The persistence of coal is a subject of much debate among environmentalists and clean energy activists. The simplest answer is that most people don't know where their electricity comes from and don't care, as long as their bill doesn't go up. This ignorance gives coal advocates all kinds of advantages, such as allowing them to get away with the false argument that mining and burning coal contributes to energy independence. (Coal is no substitute for oil - we don't use coal to power our vehicles, and we don't use oil to generate electricity.) Another answer is that geology is destiny: The world - the US, China, and India especially - has a lot of coal, and so naturally we are going to burn it. Finally, there is a good argument to be made in favor of inertia. Vaclav Smil, an energy expert at the University of Manitoba, Canada, has pointed out that energy systems are not like PCs: Innovation happens over a period of decades, not months.
These answers have merit.
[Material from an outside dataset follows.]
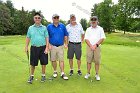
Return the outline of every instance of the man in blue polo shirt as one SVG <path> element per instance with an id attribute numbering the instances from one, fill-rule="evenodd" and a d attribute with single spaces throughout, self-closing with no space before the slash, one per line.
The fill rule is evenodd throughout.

But the real reason for the persistence of coal is politics. And I mean that in several ways.
The first and most obvious way that Big Coal gains leverage is simply with money. By any accounting, Big Coal - and by that I mean not just coal mining companies, but also the railroads that haul the coal, as well as the electric utilities and power companies that burn it - exerts a huge influence not only in Washington D.C., but in state and local governments, too. The Southern Company, a large Atlanta-based power company that is one of the largest coal burners in the country and a longtime opponent of global warming legislation, spent about $9 million in federal lobbying fees this year alone - that's nearly as much as ExxonMobil, a company that is 10 times larger. Peabody Energy, the largest privately-held coal company in the world, spent almost $6 million.